Mplus Discussion >> Estimators and Missing Data

Topics
Last Day
Last 3 Days
Last Week
Tree View

Edit Profile


Estimators and Missing Data

Mplus Discussion > Multilevel Data/Complex Sample >

Message/Author

Thomas A. Schmitt posted on Thursday, June 12, 2008 - 1:29 pm

Hello Linda,

I have several questions concerning growth models in Mplus:

(1) I have estimated a two level multilevel model with the following code below. Is there and example that would show how to the parameters in the SEM framework and if so does this SEM framework give all the same parameter estimates as the multilevel modeling framework?

(2) Why is Mplus able to “handle” missing data at both level one and level two as opposed to other programs such as HLM and SAS PROC MIXED which can only “handle” missing data at level one; is this due to the optimization algorithm? Is this true both in the

(3) I’m trying to understand what default algorithm Mplus uses to estimate parameters in the presence of missing data. I’m fitting a two level model with random intercepts and slopes. My understanding is that MLR estimator is used along with the EM algorithm and that FIML is not being used?

Best,

Tom

TITLE:
This is an example of a one-level growth
model for a continuous outcome (two-level analysis)
DATA:
FILE IS willet_mplus_missing.dat; format=free;
VARIABLE:
NAMES = id covar y time;
USEVARIABLES = id y time;
WITHIN = time;
CLUSTER = id;
MISSING= y (-99);
ANALYSIS:
TYPE = TWOLEVEL RANDOM;
MODEL:
%WITHIN%
s | y ON time;
%BETWEEN%
y s;
y WITH s;

Linda K. Muthen posted on Thursday, June 12, 2008 - 3:59 pm

1. Example 6.1 with residual variances held equal would be the same.

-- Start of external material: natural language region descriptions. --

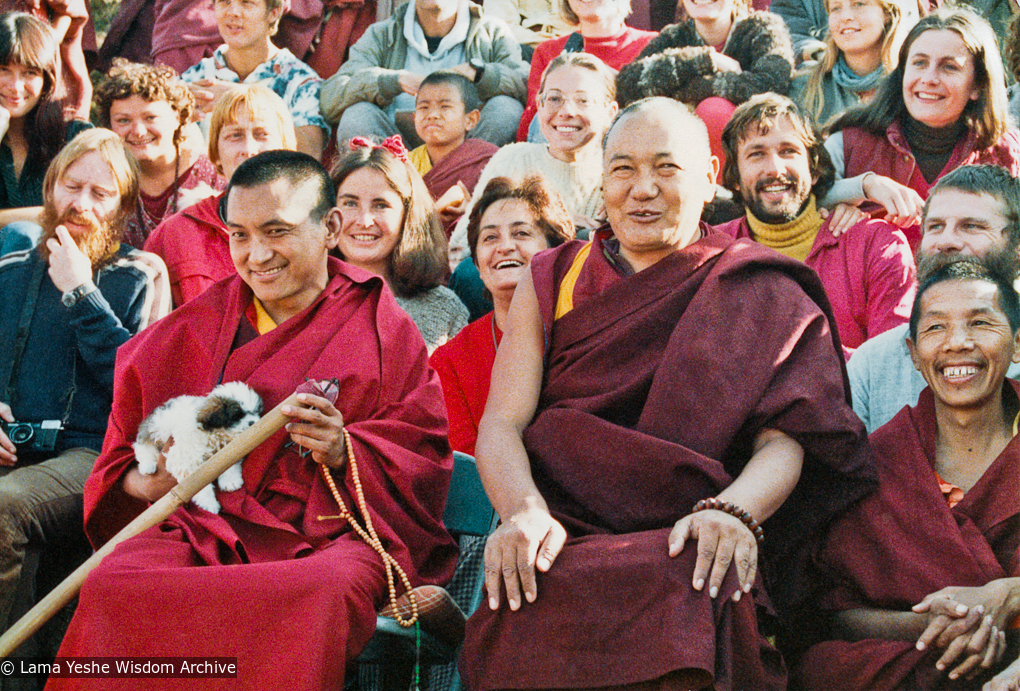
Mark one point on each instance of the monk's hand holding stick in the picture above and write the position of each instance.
(316, 425)
(531, 538)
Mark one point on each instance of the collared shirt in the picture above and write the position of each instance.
(285, 75)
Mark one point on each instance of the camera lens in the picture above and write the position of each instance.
(19, 434)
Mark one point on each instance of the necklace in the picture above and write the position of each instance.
(370, 537)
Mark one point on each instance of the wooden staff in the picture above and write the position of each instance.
(241, 446)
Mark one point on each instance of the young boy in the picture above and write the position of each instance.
(249, 56)
(446, 110)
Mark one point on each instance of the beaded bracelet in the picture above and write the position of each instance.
(734, 510)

2. It is due to the optimization procedure.

3. MLR is FIML. The same parameter estiamtes are obtained. It is only standard errors and chi-square that differ. In most cases, Quasi-Newton is used. In some cases, EM is used.

Thomas A. Schmitt posted on Friday, June 13, 2008 - 11:11 am

Thank you! I’m still struggling with the algorithm being used. In the MS-DOS window it indicates that EM is being largely invoked when there is not missing data. When there is missing data the window indicates EM is mostly being used along with QN. Also, I thought FIML was a direct method in that model parameters and standard errors were estimated directly from the data and the EM algorithm is an indirect ML in that it provides ML estimates of the covariance matrix and mean vector that is used for further analysis. So my confusion is in that FIML is being used along with the EM algorithm.

Also:
(1) Missing data modeling is handled the same in terms of MLE methods with hierarchical growth data when using the multilevel and SEM framework?
(2) Can auxiliary variables be incorporated into the Mplus approach that uses multilevel modeling?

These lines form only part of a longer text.